Generous glasses of Tento De Verano were served as we got chatty with our waiter, a part time professional photographer. Tento de Verano is a popular summertime drink in Spain, a refreshing mix of red wine, spritzer and fruit, much like a sangria minus all the sugar.


As the sun set in the beautiful courtyard and bats zoomed by overhead, we rehashed (for the millionth) time how lucky we were to be able to experience such a place. In our former DC lives we never would have dreamed of such a date night.

Nerja_Spain-12 Nerja_Spain-13 Nerja_Spain-16

Our new waiter-friend then brought out locally made limoncello. Dan insisted that it should be taken like a shot while I protested.


Ready for sustenance, zillions of fantastic TripAdvisor reviews directed us to Redondo Bar so we strolled over to see what the fuss was all about.
That’s when it happened. That’s when we went to tapa-dise.


To kick things off, we ordered freshly cut Manchego cheese (which melted in your mouths) and Iberico Jamon with gorgeous, tasty, marbling.


While the waiters worked the round bar (hence the name ‘Redondo’ bar) we put in orders for more tapas. Overhead legs of iberico ham hung, the plastic cups used to catch the fat and grease of the aging meat. I later learned that it’s during this 36 month process that the hams lose about half their weight and the saturated fats change to oleic acid (also found in olive oil).


Enough about the ham.
Next arrived a delicious plate of meatballs with a tangy, delectable glaze.

Nerja_Spain-24 Nerja_Spain-26

Then patatas bravas, so yummy that Dan flew in for a bite before I could get a picture.
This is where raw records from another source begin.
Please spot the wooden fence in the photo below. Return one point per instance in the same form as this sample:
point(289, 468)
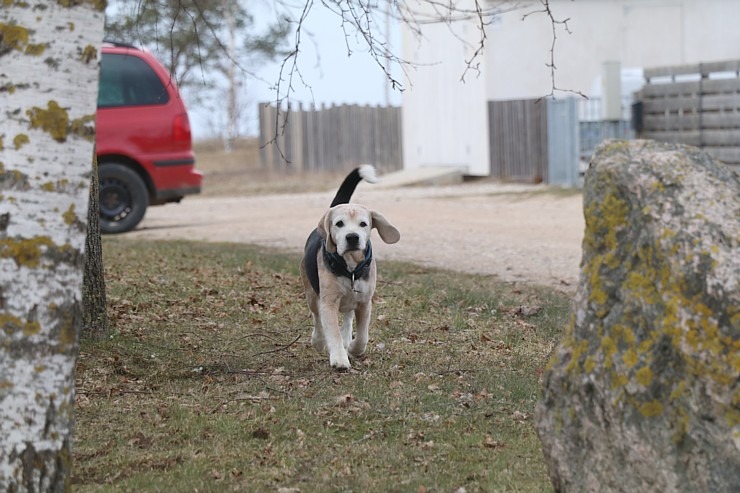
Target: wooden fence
point(333, 138)
point(693, 104)
point(518, 140)
point(535, 141)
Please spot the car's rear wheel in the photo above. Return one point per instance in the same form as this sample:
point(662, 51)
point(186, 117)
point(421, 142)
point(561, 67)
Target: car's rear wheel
point(123, 198)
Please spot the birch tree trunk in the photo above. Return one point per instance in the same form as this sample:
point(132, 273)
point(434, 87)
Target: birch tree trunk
point(49, 53)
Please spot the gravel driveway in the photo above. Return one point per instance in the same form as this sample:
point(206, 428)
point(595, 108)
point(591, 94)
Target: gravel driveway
point(520, 233)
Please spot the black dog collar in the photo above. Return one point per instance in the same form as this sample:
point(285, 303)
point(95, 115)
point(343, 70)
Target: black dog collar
point(338, 266)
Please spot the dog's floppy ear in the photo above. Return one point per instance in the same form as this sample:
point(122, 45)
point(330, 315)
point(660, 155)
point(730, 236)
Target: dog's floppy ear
point(325, 232)
point(388, 232)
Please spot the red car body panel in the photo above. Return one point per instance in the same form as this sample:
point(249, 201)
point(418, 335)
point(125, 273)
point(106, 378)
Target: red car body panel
point(155, 139)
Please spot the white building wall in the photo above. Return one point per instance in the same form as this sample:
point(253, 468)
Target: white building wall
point(445, 121)
point(636, 33)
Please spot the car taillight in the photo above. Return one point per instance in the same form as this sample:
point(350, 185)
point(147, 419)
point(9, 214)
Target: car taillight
point(181, 130)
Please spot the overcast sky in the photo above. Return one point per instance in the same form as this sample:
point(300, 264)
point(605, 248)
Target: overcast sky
point(333, 76)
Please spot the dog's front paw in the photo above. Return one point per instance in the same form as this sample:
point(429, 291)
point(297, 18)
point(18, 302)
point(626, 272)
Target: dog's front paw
point(340, 362)
point(318, 342)
point(357, 348)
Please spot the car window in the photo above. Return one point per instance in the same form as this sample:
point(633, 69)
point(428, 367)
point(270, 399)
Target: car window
point(127, 80)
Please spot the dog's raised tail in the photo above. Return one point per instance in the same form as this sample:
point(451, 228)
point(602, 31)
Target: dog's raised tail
point(347, 188)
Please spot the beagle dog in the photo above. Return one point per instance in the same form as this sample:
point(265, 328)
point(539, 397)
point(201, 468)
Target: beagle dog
point(339, 273)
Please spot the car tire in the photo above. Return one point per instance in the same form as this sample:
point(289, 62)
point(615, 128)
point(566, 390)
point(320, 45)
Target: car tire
point(123, 198)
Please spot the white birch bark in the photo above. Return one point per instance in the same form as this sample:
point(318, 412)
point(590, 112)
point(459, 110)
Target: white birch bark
point(49, 52)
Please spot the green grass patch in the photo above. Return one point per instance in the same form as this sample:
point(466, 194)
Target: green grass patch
point(208, 382)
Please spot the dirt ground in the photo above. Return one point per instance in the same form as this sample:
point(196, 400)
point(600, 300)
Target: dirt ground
point(520, 233)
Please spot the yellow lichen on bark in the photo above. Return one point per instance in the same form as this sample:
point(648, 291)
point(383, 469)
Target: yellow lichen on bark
point(53, 120)
point(25, 252)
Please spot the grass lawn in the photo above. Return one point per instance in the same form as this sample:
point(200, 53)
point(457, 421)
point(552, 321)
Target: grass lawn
point(208, 382)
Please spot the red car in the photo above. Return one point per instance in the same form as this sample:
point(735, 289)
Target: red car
point(143, 142)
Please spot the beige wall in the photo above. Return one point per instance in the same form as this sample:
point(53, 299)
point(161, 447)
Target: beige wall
point(637, 33)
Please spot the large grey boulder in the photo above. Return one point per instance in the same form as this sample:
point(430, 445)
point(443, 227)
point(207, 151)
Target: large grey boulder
point(642, 393)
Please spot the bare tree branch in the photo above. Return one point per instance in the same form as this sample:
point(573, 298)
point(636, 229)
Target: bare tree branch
point(554, 23)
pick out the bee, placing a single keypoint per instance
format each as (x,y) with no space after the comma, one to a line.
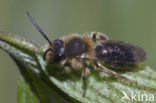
(93,47)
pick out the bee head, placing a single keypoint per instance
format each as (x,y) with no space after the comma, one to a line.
(56,51)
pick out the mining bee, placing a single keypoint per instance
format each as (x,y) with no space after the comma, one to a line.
(78,50)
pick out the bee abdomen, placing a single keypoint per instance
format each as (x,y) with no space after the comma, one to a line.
(116,52)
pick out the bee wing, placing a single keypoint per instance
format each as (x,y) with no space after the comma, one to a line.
(117,52)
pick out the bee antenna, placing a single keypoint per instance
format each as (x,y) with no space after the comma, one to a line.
(37,26)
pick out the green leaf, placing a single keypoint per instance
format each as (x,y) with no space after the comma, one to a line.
(24,93)
(51,85)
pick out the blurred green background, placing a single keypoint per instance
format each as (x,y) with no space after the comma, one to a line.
(133,21)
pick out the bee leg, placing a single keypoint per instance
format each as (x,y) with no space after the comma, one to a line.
(84,76)
(110,72)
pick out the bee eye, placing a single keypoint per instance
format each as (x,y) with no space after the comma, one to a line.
(59,43)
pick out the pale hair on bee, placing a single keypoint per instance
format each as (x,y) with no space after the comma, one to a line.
(79,51)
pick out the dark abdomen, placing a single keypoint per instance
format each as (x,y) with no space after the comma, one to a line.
(117,52)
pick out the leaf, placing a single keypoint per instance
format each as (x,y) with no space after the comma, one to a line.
(24,93)
(51,85)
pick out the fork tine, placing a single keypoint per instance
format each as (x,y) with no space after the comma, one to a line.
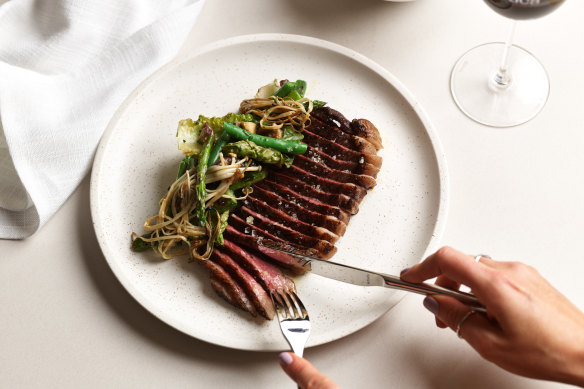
(280,306)
(302,312)
(290,305)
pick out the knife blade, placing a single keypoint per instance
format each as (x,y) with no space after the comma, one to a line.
(361,277)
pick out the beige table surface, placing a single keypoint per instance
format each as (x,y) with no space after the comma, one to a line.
(517,194)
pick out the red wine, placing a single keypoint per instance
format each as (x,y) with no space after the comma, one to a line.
(524,9)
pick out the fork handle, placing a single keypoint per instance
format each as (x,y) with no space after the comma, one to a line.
(430,289)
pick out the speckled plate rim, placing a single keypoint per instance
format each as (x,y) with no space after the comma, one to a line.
(306,40)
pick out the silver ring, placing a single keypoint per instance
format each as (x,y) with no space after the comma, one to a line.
(478,257)
(466,316)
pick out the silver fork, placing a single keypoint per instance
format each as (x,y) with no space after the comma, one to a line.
(293,319)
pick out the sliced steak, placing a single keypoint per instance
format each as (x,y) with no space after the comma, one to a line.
(360,167)
(264,225)
(332,118)
(256,294)
(342,201)
(322,182)
(365,129)
(274,200)
(360,180)
(275,256)
(336,151)
(267,274)
(358,127)
(334,134)
(293,222)
(304,201)
(226,286)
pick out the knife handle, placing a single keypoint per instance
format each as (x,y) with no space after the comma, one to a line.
(430,289)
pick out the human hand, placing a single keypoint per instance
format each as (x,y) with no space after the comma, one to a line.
(304,374)
(531,329)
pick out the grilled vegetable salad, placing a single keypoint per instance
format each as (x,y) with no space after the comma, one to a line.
(223,157)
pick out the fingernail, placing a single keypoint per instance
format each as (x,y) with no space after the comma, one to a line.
(286,359)
(431,305)
(405,270)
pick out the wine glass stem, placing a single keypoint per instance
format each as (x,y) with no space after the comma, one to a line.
(502,78)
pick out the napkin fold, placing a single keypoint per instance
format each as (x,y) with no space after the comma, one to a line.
(65,67)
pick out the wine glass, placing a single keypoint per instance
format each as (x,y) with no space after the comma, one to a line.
(500,84)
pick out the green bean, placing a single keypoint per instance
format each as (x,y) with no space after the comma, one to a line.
(200,188)
(287,147)
(214,155)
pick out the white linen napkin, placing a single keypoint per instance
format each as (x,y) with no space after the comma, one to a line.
(65,67)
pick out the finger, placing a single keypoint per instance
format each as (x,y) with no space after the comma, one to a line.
(304,373)
(477,329)
(453,265)
(447,283)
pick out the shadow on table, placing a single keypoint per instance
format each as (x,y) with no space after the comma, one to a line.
(139,319)
(322,16)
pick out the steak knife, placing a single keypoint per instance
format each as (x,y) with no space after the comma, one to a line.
(356,276)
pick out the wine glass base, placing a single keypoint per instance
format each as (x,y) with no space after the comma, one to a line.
(483,100)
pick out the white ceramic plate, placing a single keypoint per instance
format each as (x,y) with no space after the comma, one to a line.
(398,223)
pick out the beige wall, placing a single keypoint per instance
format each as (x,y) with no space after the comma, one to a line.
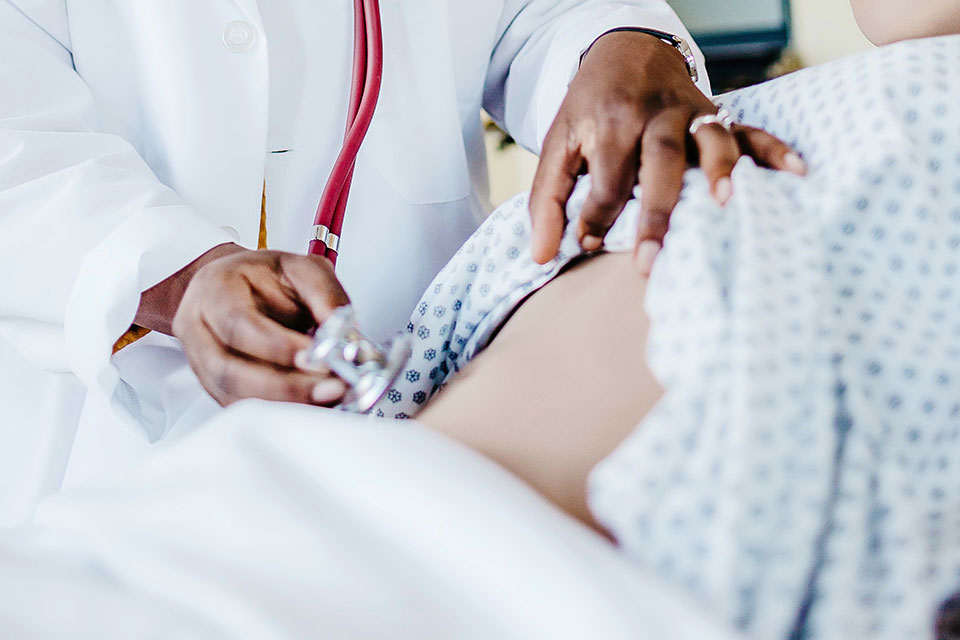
(823,30)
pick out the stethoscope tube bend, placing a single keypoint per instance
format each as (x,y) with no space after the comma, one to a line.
(364,94)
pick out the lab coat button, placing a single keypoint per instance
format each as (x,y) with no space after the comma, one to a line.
(239,36)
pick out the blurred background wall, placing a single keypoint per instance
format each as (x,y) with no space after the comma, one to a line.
(822,30)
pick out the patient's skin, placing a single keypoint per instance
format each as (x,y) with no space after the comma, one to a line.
(562,385)
(886,21)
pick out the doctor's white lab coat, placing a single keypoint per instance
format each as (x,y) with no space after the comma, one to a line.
(134,136)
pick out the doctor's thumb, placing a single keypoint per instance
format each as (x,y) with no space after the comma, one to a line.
(315,284)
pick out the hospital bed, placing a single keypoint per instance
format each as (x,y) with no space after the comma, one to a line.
(323,525)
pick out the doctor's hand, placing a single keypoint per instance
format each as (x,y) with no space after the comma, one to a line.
(626,119)
(243,318)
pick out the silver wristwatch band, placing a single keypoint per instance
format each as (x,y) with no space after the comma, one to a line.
(674,41)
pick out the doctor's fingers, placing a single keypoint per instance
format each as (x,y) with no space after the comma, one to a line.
(229,377)
(612,159)
(246,331)
(560,166)
(719,154)
(663,163)
(314,283)
(769,151)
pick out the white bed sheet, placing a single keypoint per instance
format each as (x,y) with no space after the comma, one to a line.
(278,521)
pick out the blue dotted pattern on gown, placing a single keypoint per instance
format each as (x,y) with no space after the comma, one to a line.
(802,474)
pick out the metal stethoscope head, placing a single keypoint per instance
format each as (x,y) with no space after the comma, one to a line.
(368,369)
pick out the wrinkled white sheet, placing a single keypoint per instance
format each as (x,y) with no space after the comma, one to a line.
(278,521)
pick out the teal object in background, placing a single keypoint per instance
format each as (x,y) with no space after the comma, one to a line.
(740,38)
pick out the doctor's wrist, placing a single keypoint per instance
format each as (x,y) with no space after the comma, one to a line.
(159,304)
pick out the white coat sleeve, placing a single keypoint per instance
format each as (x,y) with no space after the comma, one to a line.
(538,53)
(81,213)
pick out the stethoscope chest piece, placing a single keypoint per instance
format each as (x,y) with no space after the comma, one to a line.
(368,369)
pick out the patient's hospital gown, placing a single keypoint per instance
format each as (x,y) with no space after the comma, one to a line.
(801,476)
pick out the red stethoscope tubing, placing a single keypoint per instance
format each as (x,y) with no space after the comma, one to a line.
(364,94)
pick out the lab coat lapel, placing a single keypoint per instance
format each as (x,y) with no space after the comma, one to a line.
(416,139)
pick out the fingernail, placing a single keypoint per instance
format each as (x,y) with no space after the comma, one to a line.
(795,164)
(646,255)
(328,391)
(591,243)
(723,191)
(302,360)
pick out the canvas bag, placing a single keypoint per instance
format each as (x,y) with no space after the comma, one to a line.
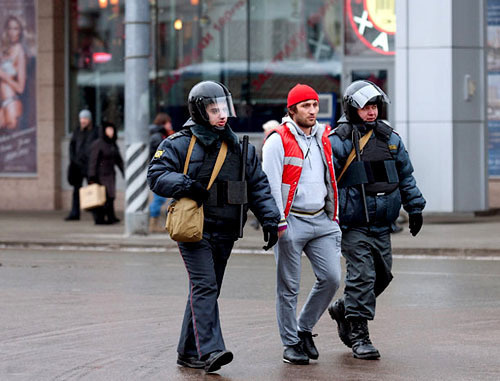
(92,196)
(185,217)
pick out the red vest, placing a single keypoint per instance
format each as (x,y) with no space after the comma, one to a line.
(292,165)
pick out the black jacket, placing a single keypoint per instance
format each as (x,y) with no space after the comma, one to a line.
(383,210)
(104,155)
(156,136)
(79,151)
(166,179)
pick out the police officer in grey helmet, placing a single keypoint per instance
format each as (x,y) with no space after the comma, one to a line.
(374,175)
(225,205)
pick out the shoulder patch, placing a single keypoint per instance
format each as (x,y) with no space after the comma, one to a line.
(176,135)
(342,130)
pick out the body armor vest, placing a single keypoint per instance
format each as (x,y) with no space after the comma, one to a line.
(377,168)
(227,193)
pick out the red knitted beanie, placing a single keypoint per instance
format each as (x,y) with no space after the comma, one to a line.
(301,93)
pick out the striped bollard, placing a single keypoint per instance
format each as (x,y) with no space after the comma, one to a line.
(137,191)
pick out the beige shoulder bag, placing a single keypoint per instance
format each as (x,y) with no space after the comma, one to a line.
(185,217)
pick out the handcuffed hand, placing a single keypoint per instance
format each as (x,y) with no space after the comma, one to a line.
(415,222)
(198,192)
(270,236)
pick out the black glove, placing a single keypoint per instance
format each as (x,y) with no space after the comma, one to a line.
(270,236)
(415,223)
(198,192)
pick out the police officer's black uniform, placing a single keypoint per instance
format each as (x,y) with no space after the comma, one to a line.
(371,193)
(201,343)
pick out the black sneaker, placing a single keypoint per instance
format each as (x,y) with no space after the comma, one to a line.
(337,313)
(217,359)
(190,361)
(308,344)
(294,354)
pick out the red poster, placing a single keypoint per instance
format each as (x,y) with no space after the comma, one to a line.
(17,88)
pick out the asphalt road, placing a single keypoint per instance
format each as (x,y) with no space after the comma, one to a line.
(116,316)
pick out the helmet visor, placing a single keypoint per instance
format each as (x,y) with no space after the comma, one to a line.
(222,106)
(362,96)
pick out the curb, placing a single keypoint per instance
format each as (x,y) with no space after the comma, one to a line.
(128,247)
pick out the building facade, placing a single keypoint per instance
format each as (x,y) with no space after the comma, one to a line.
(74,52)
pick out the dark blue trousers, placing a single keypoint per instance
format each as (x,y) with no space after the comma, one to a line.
(361,247)
(205,263)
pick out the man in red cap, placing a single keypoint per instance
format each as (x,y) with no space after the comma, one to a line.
(297,159)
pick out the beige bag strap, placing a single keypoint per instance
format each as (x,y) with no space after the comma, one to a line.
(190,151)
(218,163)
(362,143)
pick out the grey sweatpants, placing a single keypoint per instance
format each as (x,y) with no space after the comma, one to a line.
(319,238)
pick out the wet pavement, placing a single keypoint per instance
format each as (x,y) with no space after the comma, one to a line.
(116,315)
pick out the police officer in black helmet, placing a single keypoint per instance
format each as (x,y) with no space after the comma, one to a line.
(372,188)
(210,105)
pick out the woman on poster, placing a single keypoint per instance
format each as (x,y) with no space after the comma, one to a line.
(12,73)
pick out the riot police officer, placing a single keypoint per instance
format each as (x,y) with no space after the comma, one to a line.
(210,104)
(373,184)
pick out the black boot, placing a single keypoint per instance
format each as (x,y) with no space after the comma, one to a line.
(362,347)
(337,313)
(308,344)
(294,354)
(110,211)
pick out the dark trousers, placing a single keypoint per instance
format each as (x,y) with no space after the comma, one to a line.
(205,263)
(106,213)
(75,204)
(364,249)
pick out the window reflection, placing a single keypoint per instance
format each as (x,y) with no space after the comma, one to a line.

Tasting similar to fried bits of potatoes, they’re served with a tomato based vinegar and red pepper sauce. They are also dangerously addictive.

Nerja_Spain-27 Nerja_Spain-28

Of course, calamari with lemon was in order. Rule of thumb – when you can smell the sea from your seat, you need to order seafood.


And finally, the most glorious thing I consumed the entire trip – balsamic glazed fried eggplant breaded with sweet potato. Crispy on the outside, warm and buttery inside, I could not set down my fork. We returned to Redondo two more times within a span of 24 hours for these bad boys.


Redondo Bar knocked our soaks off with the tapas and ambiance. So much so that I’d rank it as one of my favorite places to eat in Europe. (I sound so dramatic, don’t I?) Really though, the visit made for a fantastic end to the evening. Date night for the win! A wonderful meal with a wonderful man, lucky me!